2004-10-14 Thread Simon Marlow
On 14 October 2004 07:06, John Meacham wrote:

 Aha! a partial fix! now everything works as expected.
 
 
 I just needed to create a link from
 libgmp.so.3 - libgmp.so
 and now it all works!

The right way to get this link (at least on old RedHat systems) is to
install the gmp-devel RPM.

 So the complete instructions for getting ghc working on a fedora 2
 x86_64 system are
 
 ; yum install gmp.i386 readline.i386
 ; ln -s /usr/lib/libgmp.so.3 /usr/lib/libgmp.so
 ; ln -s /usr/lib/sse2/libgmp.so.3 /usr/lib/sse2/libgmp.so
 ; rpm -U ghc-*.i386*.rpm  -- downloaded from ghc web site
 
 and just always pass
 
 -optc-m32 -opta-m32 -optl-m32
 
 to ghc and everything just works.
 
 If we can get ghc to pass those options automatically by 6.2.2  that
 would be cool and a very easy fix.

It's too late for 6.2.2, unless it's a 1-line fix.  I don't think it is,
because it won't be self-hosting without some more work in the build
system.

However, someone could create a 6.2.2 distribution for x86_64 with the
small local patch which adds -m32 to gcc's command line.

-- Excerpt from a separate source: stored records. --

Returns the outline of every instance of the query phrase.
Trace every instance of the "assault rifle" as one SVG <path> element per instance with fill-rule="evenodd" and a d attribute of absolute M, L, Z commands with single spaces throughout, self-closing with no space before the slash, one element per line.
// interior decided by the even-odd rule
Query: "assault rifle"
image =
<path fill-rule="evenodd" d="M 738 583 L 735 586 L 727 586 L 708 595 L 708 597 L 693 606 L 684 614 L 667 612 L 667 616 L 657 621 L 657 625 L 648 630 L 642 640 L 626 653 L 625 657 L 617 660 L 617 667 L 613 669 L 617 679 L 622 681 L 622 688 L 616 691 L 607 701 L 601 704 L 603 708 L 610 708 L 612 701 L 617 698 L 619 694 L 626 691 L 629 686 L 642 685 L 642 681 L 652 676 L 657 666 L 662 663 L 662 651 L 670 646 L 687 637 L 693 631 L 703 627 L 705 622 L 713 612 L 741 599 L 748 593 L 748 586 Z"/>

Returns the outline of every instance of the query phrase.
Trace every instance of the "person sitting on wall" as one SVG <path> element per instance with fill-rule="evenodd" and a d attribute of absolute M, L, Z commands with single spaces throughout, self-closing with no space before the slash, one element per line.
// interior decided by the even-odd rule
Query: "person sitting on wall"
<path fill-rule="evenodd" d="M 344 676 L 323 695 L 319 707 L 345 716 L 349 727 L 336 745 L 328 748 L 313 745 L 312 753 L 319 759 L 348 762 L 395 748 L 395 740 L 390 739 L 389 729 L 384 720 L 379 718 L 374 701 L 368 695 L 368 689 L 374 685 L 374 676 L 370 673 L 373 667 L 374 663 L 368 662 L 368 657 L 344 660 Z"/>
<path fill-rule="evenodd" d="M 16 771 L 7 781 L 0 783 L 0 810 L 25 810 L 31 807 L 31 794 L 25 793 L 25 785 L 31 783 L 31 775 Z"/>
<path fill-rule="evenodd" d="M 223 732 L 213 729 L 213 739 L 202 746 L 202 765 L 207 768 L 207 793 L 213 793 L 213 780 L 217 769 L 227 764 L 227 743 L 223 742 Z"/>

 Now I can get started on a native port. Hopefully, the much reduced
 register pressure on x86_64 and ability to take advantage of sse for
 floating point will speed things up for the RTS.

There's already some work on this in the tree - I've picked a register
mapping (see ghc/includes/MachRegs.h) and done much of the work to get
registerised going on x86_64.  I got stalled before because of a bug in
gcc, but that's now fixed (in gcc 3.4), so you should be ok.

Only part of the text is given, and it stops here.